Given the many groups under the red shirt banner, often not aligned with each other ideologically, Cunningham he might well describe the ultra-royalists when he refers to “lockstep, groupthink” and “rhetoric [that] gets vitriolic and lies take the place of unvarnished truth, individual agency is lost and people get stepped on and crushed.” It has been this way for several decades.
Cunningham seems to only recognize “spontaneous … gatherings,” ridiculing those that “are planned and choreographed in advance.” Again, we can only point to the “planned and choreographed” monarchy events. Later he refers to “fascistic movements that … appear to be on the side of the little people, and against the old fancy-pants establishment, the loyalists, the royalists and urban snobs…”. Again, he forgets the rhetoric that spills out of the palace about the king and, say, sufficiency economy.

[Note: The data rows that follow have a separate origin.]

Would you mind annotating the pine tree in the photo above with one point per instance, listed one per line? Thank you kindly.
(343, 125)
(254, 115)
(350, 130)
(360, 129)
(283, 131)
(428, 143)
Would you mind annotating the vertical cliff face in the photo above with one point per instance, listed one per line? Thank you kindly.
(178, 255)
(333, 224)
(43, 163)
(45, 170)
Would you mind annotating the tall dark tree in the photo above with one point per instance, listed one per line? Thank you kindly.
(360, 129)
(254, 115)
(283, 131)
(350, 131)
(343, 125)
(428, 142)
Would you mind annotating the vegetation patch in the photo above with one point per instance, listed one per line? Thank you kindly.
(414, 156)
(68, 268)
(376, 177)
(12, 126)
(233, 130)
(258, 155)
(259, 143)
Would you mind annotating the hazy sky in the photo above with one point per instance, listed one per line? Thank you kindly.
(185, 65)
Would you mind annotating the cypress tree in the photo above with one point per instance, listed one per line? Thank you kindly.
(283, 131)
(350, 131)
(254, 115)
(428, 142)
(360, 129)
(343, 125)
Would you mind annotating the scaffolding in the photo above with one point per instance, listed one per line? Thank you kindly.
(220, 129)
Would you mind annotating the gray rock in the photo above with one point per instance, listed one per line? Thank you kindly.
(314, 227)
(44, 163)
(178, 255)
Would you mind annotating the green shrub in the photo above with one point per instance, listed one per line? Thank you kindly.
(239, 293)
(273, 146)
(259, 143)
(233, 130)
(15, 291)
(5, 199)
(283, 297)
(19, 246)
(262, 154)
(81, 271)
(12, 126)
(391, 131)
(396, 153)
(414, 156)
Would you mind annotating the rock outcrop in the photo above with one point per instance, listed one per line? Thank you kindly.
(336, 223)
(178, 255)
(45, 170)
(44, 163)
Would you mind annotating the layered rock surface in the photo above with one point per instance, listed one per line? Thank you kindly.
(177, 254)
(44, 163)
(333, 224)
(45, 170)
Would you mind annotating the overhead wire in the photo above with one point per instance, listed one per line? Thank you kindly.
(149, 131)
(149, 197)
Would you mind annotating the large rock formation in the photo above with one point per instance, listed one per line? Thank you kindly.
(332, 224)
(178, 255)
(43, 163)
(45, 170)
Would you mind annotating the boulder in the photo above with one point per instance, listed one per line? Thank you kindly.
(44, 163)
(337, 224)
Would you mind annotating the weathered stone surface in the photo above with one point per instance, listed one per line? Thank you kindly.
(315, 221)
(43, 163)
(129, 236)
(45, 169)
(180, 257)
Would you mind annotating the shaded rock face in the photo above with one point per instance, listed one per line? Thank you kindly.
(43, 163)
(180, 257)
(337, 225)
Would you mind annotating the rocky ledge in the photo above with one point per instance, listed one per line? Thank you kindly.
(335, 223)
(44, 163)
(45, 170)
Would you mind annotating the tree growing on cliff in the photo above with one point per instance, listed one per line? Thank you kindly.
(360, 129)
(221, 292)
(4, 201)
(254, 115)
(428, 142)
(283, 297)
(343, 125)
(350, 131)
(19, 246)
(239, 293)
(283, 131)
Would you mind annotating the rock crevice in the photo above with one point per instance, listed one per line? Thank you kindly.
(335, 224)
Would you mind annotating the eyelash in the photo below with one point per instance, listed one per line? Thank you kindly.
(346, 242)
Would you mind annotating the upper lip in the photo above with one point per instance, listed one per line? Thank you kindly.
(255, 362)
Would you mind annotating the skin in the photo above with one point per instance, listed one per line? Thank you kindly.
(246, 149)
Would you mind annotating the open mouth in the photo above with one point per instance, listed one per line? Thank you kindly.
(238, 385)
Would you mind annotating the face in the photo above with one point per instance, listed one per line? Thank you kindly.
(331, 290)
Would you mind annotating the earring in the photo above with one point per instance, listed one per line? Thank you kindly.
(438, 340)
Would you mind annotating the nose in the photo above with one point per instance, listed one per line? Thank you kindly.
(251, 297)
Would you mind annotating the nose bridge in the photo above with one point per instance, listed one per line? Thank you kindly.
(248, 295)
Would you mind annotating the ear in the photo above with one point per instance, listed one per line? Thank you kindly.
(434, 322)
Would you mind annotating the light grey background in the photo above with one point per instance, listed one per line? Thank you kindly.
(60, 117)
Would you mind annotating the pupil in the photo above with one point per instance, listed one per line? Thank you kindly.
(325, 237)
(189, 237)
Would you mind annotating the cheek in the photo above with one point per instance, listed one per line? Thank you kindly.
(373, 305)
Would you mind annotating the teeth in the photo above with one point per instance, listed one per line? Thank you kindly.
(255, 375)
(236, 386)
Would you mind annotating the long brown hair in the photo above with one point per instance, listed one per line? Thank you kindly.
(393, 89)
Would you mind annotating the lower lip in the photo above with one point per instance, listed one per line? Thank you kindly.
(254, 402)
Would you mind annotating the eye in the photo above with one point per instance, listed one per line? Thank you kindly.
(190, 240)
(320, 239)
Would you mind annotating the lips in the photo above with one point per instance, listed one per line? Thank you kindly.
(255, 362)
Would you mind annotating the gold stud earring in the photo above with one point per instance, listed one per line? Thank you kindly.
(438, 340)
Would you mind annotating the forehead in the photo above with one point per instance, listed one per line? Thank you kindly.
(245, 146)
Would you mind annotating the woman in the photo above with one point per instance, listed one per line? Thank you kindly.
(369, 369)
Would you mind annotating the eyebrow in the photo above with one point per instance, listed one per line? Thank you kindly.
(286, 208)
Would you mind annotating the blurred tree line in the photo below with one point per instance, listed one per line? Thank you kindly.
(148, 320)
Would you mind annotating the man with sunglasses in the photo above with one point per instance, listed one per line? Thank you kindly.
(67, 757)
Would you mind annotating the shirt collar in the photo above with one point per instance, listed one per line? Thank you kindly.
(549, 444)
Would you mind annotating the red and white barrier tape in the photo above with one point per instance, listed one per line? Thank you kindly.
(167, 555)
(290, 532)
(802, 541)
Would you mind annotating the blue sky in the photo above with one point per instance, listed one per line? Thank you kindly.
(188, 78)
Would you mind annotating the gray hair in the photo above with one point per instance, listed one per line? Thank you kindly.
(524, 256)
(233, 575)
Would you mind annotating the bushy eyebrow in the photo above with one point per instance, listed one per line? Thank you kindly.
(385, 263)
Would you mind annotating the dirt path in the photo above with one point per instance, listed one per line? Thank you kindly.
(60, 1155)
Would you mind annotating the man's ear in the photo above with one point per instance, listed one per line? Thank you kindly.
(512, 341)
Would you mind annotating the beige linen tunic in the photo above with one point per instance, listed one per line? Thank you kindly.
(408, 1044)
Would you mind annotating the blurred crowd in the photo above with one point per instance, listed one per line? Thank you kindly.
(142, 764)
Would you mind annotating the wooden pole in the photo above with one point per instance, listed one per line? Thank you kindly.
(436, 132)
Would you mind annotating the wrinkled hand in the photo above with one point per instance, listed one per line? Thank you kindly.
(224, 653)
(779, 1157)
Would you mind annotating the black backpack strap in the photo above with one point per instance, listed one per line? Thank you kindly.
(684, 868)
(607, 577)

All protected by a feudal law that is lese majeste.
Of course, for this kind of diatribe, the problem is Thaksin Shinawatra and deluded, paid or led around by the nose. No red shirt from the countryside or the factories can ever be considered to have the “agency” that Cunningham claims to value. Presumably he didn’t attend the spontaneous anniversaries at Rajaprasong where there were many groups and no leaders.

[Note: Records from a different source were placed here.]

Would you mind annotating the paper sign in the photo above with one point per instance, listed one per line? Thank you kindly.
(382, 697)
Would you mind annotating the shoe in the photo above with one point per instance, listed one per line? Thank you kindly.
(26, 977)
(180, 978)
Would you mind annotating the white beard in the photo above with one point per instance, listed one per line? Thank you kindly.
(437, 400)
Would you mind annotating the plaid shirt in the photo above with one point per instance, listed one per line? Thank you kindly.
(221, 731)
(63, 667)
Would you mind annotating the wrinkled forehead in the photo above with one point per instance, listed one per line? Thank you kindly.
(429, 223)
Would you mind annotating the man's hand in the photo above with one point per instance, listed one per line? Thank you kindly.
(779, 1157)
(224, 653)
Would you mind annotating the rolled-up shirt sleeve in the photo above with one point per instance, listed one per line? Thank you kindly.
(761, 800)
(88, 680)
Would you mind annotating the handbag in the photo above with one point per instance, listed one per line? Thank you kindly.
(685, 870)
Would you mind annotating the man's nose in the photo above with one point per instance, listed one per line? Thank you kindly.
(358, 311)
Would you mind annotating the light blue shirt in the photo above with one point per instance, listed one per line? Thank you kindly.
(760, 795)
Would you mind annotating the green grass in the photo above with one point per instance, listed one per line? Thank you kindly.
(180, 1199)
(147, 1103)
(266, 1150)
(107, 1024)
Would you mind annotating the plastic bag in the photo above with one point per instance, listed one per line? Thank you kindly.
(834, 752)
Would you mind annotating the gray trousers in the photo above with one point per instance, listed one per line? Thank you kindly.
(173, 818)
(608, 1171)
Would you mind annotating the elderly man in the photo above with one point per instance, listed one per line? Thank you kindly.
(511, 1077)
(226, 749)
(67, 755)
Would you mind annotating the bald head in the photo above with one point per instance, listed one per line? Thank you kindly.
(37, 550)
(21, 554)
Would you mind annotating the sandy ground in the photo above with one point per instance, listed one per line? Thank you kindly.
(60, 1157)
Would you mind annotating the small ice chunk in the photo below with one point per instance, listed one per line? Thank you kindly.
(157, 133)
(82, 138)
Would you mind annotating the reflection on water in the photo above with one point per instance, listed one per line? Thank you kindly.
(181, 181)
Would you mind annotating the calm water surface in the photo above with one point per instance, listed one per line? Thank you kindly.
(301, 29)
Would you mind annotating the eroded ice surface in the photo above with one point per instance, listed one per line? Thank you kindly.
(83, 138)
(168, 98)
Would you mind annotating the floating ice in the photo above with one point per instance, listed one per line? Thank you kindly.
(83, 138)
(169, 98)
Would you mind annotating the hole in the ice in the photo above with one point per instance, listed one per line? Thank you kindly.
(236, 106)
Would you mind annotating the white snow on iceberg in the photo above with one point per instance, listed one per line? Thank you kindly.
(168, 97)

It is Thaksin “who paved the way for the nascent fascism that has intermittently gripped Thailand in recent years,” not the fascists in the military, who is to be blamed for everything that seems to make the aristocratic elite uncomfortable. It is Thaksin who engaged in a “corporatist linking of the state and big business,” not the linking of the most powerful and wealthy corporate conglomerate that is the monarchy to the Sino-Thai capitalist class in a manner that keeps profits flowing to entrench a royally-connected elite.
And by referring to Thaksin as “Dear Leader” he skates over the real cult of personality that exists in Thailand and now embedded in the person of the current king, meaning that the monarchists are now on a black death watch worrying about succession.

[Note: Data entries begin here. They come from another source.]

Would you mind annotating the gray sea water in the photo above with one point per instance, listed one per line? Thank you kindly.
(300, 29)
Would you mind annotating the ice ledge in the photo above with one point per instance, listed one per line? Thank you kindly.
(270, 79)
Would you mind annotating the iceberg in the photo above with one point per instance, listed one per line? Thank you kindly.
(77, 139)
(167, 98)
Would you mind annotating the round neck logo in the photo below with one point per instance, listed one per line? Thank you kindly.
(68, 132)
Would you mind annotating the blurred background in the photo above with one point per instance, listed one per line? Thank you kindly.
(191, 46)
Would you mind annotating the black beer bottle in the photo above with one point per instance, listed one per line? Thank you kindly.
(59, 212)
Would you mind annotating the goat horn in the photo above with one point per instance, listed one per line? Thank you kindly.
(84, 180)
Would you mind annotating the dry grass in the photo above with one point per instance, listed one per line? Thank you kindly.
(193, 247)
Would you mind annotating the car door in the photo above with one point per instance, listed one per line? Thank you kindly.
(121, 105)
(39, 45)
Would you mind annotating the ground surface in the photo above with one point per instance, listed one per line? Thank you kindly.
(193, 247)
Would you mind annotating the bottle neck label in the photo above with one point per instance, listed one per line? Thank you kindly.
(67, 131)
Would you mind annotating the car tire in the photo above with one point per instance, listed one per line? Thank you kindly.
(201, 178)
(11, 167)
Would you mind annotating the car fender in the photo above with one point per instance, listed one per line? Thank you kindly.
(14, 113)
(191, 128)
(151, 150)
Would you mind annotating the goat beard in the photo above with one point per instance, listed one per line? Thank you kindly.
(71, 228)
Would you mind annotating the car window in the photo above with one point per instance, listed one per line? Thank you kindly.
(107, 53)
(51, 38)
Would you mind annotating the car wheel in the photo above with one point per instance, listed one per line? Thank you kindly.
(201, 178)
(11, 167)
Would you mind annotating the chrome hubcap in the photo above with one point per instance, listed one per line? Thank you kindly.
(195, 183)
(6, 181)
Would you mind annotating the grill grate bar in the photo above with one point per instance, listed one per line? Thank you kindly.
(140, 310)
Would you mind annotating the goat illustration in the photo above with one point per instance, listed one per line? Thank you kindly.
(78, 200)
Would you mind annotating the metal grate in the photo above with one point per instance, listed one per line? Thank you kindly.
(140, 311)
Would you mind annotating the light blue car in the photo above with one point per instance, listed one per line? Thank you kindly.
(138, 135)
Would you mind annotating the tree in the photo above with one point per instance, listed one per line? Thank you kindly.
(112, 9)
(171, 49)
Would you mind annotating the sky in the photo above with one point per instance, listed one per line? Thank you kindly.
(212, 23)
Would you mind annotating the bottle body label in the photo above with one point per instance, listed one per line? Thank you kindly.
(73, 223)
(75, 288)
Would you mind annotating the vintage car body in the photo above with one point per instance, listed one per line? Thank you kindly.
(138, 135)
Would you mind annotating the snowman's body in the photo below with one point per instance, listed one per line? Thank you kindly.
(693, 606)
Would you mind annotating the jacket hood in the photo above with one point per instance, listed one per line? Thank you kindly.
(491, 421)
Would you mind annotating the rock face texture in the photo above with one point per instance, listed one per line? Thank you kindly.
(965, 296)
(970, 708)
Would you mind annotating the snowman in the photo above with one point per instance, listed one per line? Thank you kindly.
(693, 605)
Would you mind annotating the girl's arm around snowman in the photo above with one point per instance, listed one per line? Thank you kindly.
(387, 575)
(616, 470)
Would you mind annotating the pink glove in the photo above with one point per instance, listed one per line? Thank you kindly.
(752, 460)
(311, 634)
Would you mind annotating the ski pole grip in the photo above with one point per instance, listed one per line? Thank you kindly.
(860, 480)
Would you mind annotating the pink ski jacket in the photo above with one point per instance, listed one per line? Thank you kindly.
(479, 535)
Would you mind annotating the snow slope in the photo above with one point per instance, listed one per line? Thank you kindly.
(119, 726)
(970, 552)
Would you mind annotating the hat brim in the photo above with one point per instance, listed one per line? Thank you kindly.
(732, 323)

That Thaksin and his political parties have been able to win every single national election since 2000 is not even considered worthy of mention. That Thaksin has the capacity to mobilize “Thais in all walks of life, especially the common folk” is discounted as Nazism when Cunningham’s real beef seems to be that somehow the rich Thaksin has been “arousing dormant class struggle.” On that one point about class, we agree. The ousting of elected governments by extra-constitutional means has been so resented by average folks that they have seen protests as an opportunity to speak to larger political and economic inequalities in Thai society. That has some shaking in their military books and Berluti shoes. Cunningham is one of them, bleating about a “false flag, a false dawn.”
The one thing that Cunningham’s propagandist diatribe demonstrates is the fear that the elites and those allied to them have of the downtrodden rising, and we guess that there are some in the current government who would worry about that just as much as Cunningham and his royalist audience.